In below code cell, we are using filter argument to allow John.txt only in the results and mask the word hate. So if you observe the results below, indexes in john.txt have appeared and none of the indexes have hate in them.

In [9]:
from whoosh.query import *

with ix.searcher(weighting=scoring.TF_IDF()) as s:
    qp = QueryParser("content", ix.schema)
    user_q = qp.parse(u"love")

    # Only show documents in the "rendering" chapter
    allow_q = Term("filename", "book/john.txt")
    # Don't show any documents where the "content" field contains "hate"
    restrict_q = Term("content","hate")

    results = s.search(user_q, mask=restrict_q, filter=allow_q)      #   
    for hit in results:
        print(hit["filename"], hit["content"])

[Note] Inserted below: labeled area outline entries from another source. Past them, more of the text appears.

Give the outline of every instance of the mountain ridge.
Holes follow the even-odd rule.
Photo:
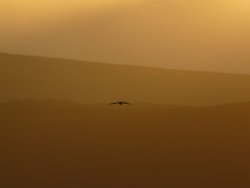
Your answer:
[[[0,101],[54,98],[216,105],[250,100],[250,75],[0,54]]]

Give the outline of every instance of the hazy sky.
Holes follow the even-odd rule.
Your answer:
[[[0,51],[250,73],[249,0],[3,0]]]

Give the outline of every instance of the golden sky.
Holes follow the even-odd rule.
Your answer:
[[[249,10],[249,0],[0,1],[0,52],[250,73]]]

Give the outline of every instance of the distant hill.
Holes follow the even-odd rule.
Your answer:
[[[168,105],[215,105],[250,100],[250,75],[164,70],[0,54],[0,101],[116,100]]]

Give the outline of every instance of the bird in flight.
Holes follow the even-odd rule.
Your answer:
[[[120,105],[120,106],[122,106],[122,105],[132,105],[132,104],[130,104],[128,102],[125,102],[125,101],[117,101],[117,102],[109,103],[109,105]]]

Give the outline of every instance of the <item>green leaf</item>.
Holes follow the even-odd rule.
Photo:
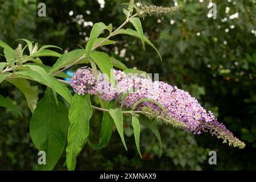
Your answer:
[[[8,75],[0,75],[0,84],[5,80],[8,76]]]
[[[2,40],[0,40],[0,47],[3,47],[4,49],[8,49],[9,51],[14,51],[11,47],[6,44]]]
[[[85,56],[84,55],[84,49],[76,49],[63,55],[60,58],[57,59],[57,61],[53,65],[50,72],[50,73],[52,73],[59,70],[59,69],[70,65],[82,56],[84,56],[83,57],[85,58]],[[82,59],[81,61],[82,61],[82,60],[83,59]]]
[[[125,136],[123,136],[123,114],[120,109],[110,109],[109,111],[109,114],[114,120],[114,122],[117,127],[117,131],[123,142],[125,149],[127,150],[126,144],[125,144]]]
[[[23,64],[23,65],[35,65],[40,67],[43,69],[44,69],[47,73],[49,73],[52,68],[52,67],[51,67],[49,66],[47,66],[44,64],[38,63],[27,63],[27,64]],[[66,74],[65,72],[60,72],[58,74],[56,75],[55,76],[58,77],[61,77],[61,78],[71,78],[71,77],[69,75]]]
[[[92,49],[95,44],[97,38],[105,29],[108,29],[109,32],[111,33],[112,31],[112,25],[110,24],[108,26],[106,26],[104,23],[100,22],[95,23],[93,26],[92,31],[90,31],[89,42],[87,43],[85,47],[85,51],[86,53],[85,60],[86,61],[89,61],[89,57],[90,57]]]
[[[112,63],[113,67],[115,67],[122,70],[128,69],[128,68],[126,67],[126,66],[123,63],[121,63],[120,61],[118,61],[115,58],[110,57],[109,59],[110,59],[111,63]]]
[[[168,117],[169,116],[169,114],[167,113],[166,110],[164,109],[164,107],[160,104],[159,104],[158,102],[156,102],[156,101],[151,100],[151,99],[148,99],[148,98],[141,99],[141,100],[138,101],[137,102],[136,102],[133,105],[133,108],[134,109],[135,109],[139,104],[141,104],[141,103],[144,102],[152,102],[154,104],[156,104],[158,106],[159,106],[160,108],[161,108],[163,110],[163,111],[164,112],[164,113],[166,113],[166,115],[167,115]]]
[[[141,25],[141,20],[138,18],[133,18],[130,19],[130,22],[133,24],[138,33],[139,34],[141,41],[142,42],[142,46],[144,50],[145,50],[145,38],[144,36],[143,30]]]
[[[9,64],[14,64],[15,62],[16,51],[14,50],[9,50],[5,48],[3,49],[5,57],[6,59],[6,62]]]
[[[115,105],[114,102],[110,102],[106,106],[106,109],[114,109]],[[95,144],[88,140],[88,143],[93,148],[102,148],[106,147],[109,143],[113,132],[114,121],[109,112],[104,112],[101,124],[101,131],[100,135],[99,144]]]
[[[46,45],[46,46],[42,46],[42,47],[38,50],[38,52],[39,52],[40,51],[42,51],[42,50],[46,49],[48,48],[57,48],[57,49],[59,49],[62,50],[62,49],[61,49],[60,47],[58,47],[58,46],[53,46],[53,45]]]
[[[118,35],[118,34],[126,34],[126,35],[129,35],[135,36],[137,38],[141,38],[139,34],[137,31],[135,31],[133,30],[131,30],[130,28],[120,29],[115,33],[115,35]],[[160,54],[160,52],[159,52],[159,51],[158,51],[158,49],[155,47],[155,46],[154,46],[154,44],[150,42],[150,40],[149,40],[148,39],[147,39],[145,36],[144,36],[144,39],[145,39],[146,43],[147,43],[148,45],[151,46],[156,51],[156,52],[158,53],[158,55],[160,57],[160,59],[161,60],[161,61],[163,61],[163,60],[162,59],[161,55]]]
[[[19,110],[18,107],[11,101],[1,95],[0,95],[0,106],[9,109],[22,117],[22,114]]]
[[[110,82],[115,85],[113,65],[109,56],[104,52],[94,51],[92,52],[90,56],[101,71],[108,75]]]
[[[134,88],[132,88],[131,90],[127,90],[126,93],[123,93],[123,96],[122,96],[121,104],[121,107],[120,107],[121,109],[122,109],[122,108],[123,108],[123,103],[125,102],[125,98],[126,98],[127,96],[128,96],[128,94],[129,93],[132,93],[133,91],[134,91]],[[117,99],[117,102],[118,100],[119,100],[119,98],[118,99]]]
[[[129,74],[130,74],[130,73],[137,74],[137,75],[141,75],[142,77],[143,77],[144,78],[147,78],[147,72],[144,72],[144,71],[140,71],[140,70],[132,69],[132,68],[127,68],[126,69],[125,69],[123,71],[123,72],[126,75],[129,75]]]
[[[159,157],[161,156],[162,154],[162,139],[161,139],[161,135],[160,135],[160,133],[158,131],[158,128],[156,127],[156,126],[154,123],[153,122],[150,121],[147,118],[143,115],[141,115],[140,117],[140,121],[141,123],[143,124],[144,125],[147,126],[149,127],[153,133],[155,134],[155,135],[156,136],[156,138],[158,140],[158,142],[159,142],[160,145],[160,151],[159,151]]]
[[[131,123],[133,127],[133,133],[134,134],[134,138],[136,143],[136,147],[137,147],[138,152],[139,156],[142,158],[142,156],[141,153],[141,148],[139,148],[139,135],[141,133],[141,125],[139,124],[139,121],[138,118],[133,115],[131,119]]]
[[[17,40],[23,40],[24,41],[27,43],[28,46],[28,50],[30,51],[30,55],[31,55],[32,54],[32,52],[33,51],[33,42],[31,42],[30,40],[28,40],[27,39],[18,39]]]
[[[53,85],[52,89],[53,88],[57,93],[61,95],[69,104],[71,103],[72,97],[68,88],[64,84],[60,82],[51,76],[49,75],[48,78],[52,83],[52,86],[48,82],[46,82],[39,73],[32,70],[18,71],[15,72],[14,76],[34,80],[50,88]]]
[[[6,80],[18,88],[24,94],[27,99],[28,107],[33,113],[36,107],[38,100],[38,86],[31,86],[28,81],[22,78],[8,78]]]
[[[101,42],[102,42],[105,38],[97,38],[96,40],[95,40],[94,44],[93,45],[93,47],[96,46],[98,44],[100,43]],[[111,45],[114,44],[115,45],[116,42],[114,40],[107,40],[105,41],[104,43],[102,43],[101,46],[108,46],[108,45]]]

book/john.txt 13:34: A new commandment I give unto you, That ye love one another; as I have loved you, that ye also love one another.
book/john.txt 15:9: As the Father hath loved me, so have I loved you: continue ye in my love.
book/john.txt 13:1: Now before the feast of the passover, when Jesus knew that his hour was come that he should depart out of this world unto the Father, having loved his own which were in the world, he loved them unto the end.
book/john.txt 14:21: He that hath my commandments, and keepeth them, he it is that loveth me: and he that loveth me shall be loved of my Father, and I will love him, and will manifest myself to him.
book/john.txt 14:23: Jesus answered and said unto him, If a man love me, he will keep my words: and my Father will love him, and we will come unto him, and make our abode with him.
book/john.txt 15:10: If ye keep my commandments, ye shall abide in my love; even as I have kept my Father's commandments, and abide in his love.
book/john.txt 15:12

-----

Lets put our results into a pandas dataframe.

In [10]:
from whoosh.searching import Hit 
import numpy as np
from IPython.display import display
import pandas as pd

with ix.searcher(weighting=scoring.TF_IDF()) as s:
    qp = QueryParser("content", ix.schema)
    user_q = qp.parse(u"love")
    
    results = s.search(user_q)
    print("Total no of matches: ",len(results))
    
    rank=[]
    docnum=[]
    score=[]
    filenames=[]
    lines=[]
    line_num=[]
    
    for i in np.arange(0,10):
        rank.append(results[i].rank)
        docnum.append(results[i].docnum)
        score.append(results[i].score)
        filenames.append(results[i]['filename'])
        line_num.append(results[i]['line_num'])
        lines.append(results[i]['content'])
       
    df = pd.DataFrame({'filename' : filenames, 'line_num' : line_num, 'line' : lines, 'docnum' : docnum, \
                            'score' : score, 'rank' : rank})
    display(df)

Total no of matches:  363


Unnamed: 0,docnum,filename,line,line_num,rank,score
0,21820,book/luke.txt,"6:32: For if ye love them which love you, what...",287,0,21.811635
1,1408,book/1john.txt,"2:15: Love not the world, neither the things ...",27,1,16.358726
2,1456,book/1john.txt,"4:10: Herein is love, not that we loved God, ...",75,2,16.358726
3,1462,book/1john.txt,4:16: And we have known and believed the love...,81,3,16.358726
4,1464,book/1john.txt,4:18: There is no fear in love; but perfect l...,83,4,16.358726
5,2949,book/1samuel.txt,20:17: And Jonathan caused David to swear agai...,537,5,16.358726
6,14192,book/hosea.txt,"3:1: Then said the LORD unto me, Go yet, love ...",37,6,16.358726
7,18898,book/john.txt,"13:34: A new commandment I give unto you, That...",622,7,16.358726
8,18942,book/john.txt,"15:9: As the Father hath loved me, so have I l...",666,8,16.358726
9,22690,book/malachi.txt,"1:2: I have loved you, saith the LORD. Yet ye...",4,9,16.358726


The line_num above is the actual line number in the text file. docnum should be the index number in the whole indexes we have created.